Rental vacancy rate unchanged in March

Nationwide, rents increase by 1%

Rental vacancy rate unchanged in March

National rental vacancy rates in Australia remained at 1% in March, consistent with figures from February and showing a slight decrease from a year ago.

According to SQM Research, there are currently 31,356 residential properties available for rent across the country.

In major cities, Perth and Adelaide are experiencing the tightest rental markets, each with a vacancy rate of just 0.5%, while Sydney and Melbourne both reported rates of 1.1%.

The central business districts (CBDs) of Sydney, Melbourne, Brisbane, Adelaide, and Canberra recorded higher vacancy rates in March, with figures ranging from 1% in Adelaide to 3.9% in Sydney. Perth’s CBD recorded the lowest rate among the central districts at 0.8%.

SQM Research reported that capital city asking rents for units have continued to rise over the past 30 days, increasing by 1.3%, and showing an annual increase of 9.2%. However, Canberra and Hobart saw declines in rental rates, with decreases of 0.3% and 1.1%, respectively. Perth saw the most significant rise at 2.8%.

House rents in capital cities slightly declined by 0.1%, resulting in a slower overall growth rate of 0.5% for city rentals over the past month. Nationwide, rents increased by 1% during the same period, with the national median weekly asking rent now standing at £621.84.

Sydney had the highest weekly rent for a house at £1,053.56, while Hobart offered the most affordable units among the capital cities at £461.36 per week.

“National rental vacancy rates for the month of March were actually up a little on the absolute numbers; but the overall vacancy rate just managed to stay steady,” said Louis Christopher (pictured), managing director at SQM Research.

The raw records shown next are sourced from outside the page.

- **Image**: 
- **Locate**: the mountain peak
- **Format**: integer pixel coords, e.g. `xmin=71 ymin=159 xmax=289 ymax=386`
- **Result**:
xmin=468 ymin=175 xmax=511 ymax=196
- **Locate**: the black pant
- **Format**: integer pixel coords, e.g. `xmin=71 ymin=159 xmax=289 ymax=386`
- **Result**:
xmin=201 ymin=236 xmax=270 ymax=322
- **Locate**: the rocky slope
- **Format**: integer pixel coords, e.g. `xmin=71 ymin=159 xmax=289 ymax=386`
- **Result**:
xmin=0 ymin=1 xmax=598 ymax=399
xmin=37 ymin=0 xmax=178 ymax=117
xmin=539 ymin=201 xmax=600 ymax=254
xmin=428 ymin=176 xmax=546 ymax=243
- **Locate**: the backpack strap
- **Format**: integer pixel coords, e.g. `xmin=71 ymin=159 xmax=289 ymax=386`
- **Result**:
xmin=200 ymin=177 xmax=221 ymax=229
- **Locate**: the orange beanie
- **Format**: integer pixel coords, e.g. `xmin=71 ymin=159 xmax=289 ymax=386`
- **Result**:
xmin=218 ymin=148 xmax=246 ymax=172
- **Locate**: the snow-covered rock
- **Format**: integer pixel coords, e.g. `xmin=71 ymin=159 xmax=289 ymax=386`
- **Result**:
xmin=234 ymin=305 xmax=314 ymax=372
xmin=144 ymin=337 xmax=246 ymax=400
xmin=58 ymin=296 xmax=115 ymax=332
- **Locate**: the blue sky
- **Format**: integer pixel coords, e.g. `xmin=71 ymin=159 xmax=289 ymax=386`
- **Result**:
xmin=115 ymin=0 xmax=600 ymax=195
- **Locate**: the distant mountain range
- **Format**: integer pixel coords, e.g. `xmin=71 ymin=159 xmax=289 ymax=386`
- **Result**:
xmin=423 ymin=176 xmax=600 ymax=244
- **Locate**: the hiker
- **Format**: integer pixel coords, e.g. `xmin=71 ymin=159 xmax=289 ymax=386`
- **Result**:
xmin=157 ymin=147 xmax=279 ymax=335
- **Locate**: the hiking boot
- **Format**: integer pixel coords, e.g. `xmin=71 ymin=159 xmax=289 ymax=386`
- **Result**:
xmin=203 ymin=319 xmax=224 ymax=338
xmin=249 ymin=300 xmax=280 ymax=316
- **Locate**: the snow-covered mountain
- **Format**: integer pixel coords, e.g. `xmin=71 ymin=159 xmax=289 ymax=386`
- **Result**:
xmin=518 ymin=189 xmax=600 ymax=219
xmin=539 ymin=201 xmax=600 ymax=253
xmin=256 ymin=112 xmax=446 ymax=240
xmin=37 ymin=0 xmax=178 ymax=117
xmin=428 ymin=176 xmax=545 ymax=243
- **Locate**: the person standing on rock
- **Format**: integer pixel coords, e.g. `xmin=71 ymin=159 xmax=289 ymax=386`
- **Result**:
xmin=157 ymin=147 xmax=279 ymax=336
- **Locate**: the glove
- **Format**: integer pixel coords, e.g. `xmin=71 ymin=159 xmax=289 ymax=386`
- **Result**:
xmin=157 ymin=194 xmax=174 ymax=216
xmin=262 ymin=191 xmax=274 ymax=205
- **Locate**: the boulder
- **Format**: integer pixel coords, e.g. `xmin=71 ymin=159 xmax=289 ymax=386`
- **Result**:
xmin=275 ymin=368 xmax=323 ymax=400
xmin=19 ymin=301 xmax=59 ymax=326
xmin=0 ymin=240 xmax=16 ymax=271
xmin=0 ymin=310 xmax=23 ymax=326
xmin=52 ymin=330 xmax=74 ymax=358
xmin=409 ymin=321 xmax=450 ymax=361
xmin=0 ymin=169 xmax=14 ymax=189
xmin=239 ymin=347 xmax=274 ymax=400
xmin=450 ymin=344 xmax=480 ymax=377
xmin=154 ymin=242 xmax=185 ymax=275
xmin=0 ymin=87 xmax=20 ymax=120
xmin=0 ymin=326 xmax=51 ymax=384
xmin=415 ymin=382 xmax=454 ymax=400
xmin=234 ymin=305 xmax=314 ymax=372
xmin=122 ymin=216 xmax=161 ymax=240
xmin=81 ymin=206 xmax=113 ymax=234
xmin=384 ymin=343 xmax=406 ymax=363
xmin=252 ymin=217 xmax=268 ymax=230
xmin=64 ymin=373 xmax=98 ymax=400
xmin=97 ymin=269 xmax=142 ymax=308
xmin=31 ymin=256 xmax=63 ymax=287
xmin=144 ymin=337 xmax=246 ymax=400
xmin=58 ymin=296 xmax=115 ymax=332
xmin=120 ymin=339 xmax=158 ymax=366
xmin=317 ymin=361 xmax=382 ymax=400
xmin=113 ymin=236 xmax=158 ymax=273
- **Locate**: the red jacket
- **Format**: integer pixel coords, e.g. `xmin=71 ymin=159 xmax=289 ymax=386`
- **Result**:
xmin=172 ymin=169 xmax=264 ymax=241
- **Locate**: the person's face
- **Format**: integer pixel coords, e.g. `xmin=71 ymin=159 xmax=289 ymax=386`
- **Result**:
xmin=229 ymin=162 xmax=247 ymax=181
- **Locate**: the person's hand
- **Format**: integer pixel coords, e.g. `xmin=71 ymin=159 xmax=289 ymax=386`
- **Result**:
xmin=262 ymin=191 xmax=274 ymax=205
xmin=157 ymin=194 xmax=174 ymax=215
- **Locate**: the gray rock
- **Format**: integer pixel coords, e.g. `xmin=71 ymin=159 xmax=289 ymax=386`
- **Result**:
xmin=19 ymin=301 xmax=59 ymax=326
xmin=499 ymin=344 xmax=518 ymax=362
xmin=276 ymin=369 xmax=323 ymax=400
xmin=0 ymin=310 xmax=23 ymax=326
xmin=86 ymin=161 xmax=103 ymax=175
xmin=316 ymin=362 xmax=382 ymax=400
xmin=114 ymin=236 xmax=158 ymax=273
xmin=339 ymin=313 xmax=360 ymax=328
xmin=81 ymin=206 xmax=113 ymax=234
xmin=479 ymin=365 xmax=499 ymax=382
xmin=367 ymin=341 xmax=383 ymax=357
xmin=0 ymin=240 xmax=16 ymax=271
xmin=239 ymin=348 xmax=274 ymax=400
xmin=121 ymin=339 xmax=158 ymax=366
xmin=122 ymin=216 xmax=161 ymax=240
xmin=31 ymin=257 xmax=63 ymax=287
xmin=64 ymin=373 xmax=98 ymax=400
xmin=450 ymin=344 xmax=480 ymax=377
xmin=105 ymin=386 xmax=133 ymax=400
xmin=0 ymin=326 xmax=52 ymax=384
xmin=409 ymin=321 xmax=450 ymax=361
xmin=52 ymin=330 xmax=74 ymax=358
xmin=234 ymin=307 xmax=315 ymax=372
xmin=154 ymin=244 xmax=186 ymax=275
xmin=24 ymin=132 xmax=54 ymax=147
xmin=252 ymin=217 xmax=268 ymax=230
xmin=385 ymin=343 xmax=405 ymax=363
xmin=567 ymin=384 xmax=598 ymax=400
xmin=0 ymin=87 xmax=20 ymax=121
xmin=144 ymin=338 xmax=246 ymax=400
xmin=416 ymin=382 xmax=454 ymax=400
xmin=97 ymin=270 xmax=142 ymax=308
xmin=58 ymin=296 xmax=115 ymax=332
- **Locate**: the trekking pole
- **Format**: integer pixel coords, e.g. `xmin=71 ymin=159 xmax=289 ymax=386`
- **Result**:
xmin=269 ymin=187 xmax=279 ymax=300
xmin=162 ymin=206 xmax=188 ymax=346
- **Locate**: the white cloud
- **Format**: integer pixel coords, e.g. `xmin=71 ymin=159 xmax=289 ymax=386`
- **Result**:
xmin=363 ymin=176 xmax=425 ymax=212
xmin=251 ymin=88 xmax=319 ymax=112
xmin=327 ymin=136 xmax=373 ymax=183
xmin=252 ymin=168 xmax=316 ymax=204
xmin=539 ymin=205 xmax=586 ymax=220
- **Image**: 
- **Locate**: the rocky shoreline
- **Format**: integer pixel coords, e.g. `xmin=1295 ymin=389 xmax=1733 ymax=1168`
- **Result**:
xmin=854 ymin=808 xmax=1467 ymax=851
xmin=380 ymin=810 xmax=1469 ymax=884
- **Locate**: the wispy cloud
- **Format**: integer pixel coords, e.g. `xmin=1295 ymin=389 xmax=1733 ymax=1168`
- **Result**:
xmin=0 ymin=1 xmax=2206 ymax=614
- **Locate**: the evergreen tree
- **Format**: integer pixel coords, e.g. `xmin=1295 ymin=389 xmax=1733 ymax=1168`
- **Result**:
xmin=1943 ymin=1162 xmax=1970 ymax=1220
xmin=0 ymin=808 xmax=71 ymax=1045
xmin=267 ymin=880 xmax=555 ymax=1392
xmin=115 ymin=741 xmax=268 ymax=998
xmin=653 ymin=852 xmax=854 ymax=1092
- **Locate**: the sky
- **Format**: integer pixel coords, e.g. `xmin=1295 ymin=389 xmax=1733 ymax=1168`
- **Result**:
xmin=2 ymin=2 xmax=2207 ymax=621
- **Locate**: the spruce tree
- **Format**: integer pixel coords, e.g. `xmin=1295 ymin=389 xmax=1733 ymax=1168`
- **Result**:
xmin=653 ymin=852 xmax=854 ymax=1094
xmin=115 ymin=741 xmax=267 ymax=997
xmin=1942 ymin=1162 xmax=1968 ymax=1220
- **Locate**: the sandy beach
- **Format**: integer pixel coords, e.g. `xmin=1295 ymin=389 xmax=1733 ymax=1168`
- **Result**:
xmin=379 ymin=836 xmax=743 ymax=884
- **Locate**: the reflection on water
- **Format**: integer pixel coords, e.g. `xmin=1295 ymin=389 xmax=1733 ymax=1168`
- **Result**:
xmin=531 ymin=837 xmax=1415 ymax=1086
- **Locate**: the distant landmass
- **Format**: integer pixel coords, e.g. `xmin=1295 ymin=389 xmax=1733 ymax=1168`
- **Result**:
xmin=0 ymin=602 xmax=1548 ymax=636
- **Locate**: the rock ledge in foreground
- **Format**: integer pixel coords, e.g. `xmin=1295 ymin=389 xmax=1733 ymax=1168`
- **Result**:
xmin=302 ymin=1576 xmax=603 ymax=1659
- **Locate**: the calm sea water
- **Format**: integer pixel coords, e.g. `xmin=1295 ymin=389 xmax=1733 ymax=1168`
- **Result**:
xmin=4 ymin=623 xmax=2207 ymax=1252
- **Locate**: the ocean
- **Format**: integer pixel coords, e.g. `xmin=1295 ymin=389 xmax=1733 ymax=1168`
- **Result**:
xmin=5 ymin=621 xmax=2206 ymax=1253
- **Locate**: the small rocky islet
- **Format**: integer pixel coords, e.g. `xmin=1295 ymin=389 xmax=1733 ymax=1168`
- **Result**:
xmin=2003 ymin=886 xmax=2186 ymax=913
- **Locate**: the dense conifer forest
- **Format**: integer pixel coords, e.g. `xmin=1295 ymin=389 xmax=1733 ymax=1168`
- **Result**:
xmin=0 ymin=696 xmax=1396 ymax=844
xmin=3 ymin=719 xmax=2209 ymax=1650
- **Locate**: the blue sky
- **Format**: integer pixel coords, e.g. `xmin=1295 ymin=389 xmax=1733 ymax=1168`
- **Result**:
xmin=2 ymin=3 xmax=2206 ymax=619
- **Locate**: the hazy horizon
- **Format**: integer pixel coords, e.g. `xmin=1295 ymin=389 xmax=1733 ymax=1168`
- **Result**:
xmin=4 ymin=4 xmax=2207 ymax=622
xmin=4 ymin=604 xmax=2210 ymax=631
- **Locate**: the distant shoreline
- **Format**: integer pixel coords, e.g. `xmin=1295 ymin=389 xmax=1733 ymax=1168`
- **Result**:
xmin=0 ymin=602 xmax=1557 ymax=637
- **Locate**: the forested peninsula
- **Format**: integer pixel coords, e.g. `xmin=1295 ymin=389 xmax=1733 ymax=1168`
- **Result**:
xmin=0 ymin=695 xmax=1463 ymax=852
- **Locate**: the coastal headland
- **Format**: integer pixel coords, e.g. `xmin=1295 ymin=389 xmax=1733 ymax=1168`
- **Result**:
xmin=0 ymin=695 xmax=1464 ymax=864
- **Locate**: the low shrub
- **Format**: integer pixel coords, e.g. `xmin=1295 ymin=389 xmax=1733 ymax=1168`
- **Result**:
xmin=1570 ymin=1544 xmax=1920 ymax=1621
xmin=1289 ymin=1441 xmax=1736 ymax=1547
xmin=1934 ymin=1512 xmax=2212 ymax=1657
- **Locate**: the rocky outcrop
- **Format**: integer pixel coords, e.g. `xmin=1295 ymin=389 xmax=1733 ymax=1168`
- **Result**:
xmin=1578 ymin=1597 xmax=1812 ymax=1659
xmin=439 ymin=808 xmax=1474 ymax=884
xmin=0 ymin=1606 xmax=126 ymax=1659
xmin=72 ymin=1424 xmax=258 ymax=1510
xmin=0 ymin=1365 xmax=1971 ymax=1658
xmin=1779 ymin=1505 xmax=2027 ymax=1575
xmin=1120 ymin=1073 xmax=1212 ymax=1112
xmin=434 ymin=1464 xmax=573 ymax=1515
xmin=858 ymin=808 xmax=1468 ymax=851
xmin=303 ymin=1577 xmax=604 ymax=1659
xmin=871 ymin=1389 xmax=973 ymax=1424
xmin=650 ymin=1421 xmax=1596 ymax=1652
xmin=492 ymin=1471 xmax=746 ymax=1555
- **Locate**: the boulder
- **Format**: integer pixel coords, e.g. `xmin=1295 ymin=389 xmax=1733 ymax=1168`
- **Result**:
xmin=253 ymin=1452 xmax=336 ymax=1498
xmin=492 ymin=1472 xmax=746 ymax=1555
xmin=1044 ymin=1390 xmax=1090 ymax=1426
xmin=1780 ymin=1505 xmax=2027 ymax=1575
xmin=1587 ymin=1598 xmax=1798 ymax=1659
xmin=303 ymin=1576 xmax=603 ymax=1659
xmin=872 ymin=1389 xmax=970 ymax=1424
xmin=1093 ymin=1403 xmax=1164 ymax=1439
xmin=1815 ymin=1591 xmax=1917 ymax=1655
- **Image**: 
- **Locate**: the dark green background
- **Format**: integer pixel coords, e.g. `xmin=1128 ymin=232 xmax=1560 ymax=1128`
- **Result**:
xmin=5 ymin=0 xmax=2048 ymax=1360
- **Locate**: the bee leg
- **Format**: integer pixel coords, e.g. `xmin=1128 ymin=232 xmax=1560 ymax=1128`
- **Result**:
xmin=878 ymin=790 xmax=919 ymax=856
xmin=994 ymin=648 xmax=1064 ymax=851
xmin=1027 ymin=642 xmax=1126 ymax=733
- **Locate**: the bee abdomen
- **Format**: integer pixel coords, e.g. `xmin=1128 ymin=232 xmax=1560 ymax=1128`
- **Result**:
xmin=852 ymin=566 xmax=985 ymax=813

“The immediate outlook is vacancy rates are set to rise somewhat into the cooler months. This is the normal seasonality we get at this time of year so one should be a little careful about reading into these rises. Nevertheless, it might provide some minor relief to tenants who still have excessive difficulties in finding longer term rental accommodation around the country.

“The full year outlook remains the same in that we expect overall tight vacancy rates to be with us for 2024, driven by a fall in dwelling completions relative to growing demand.”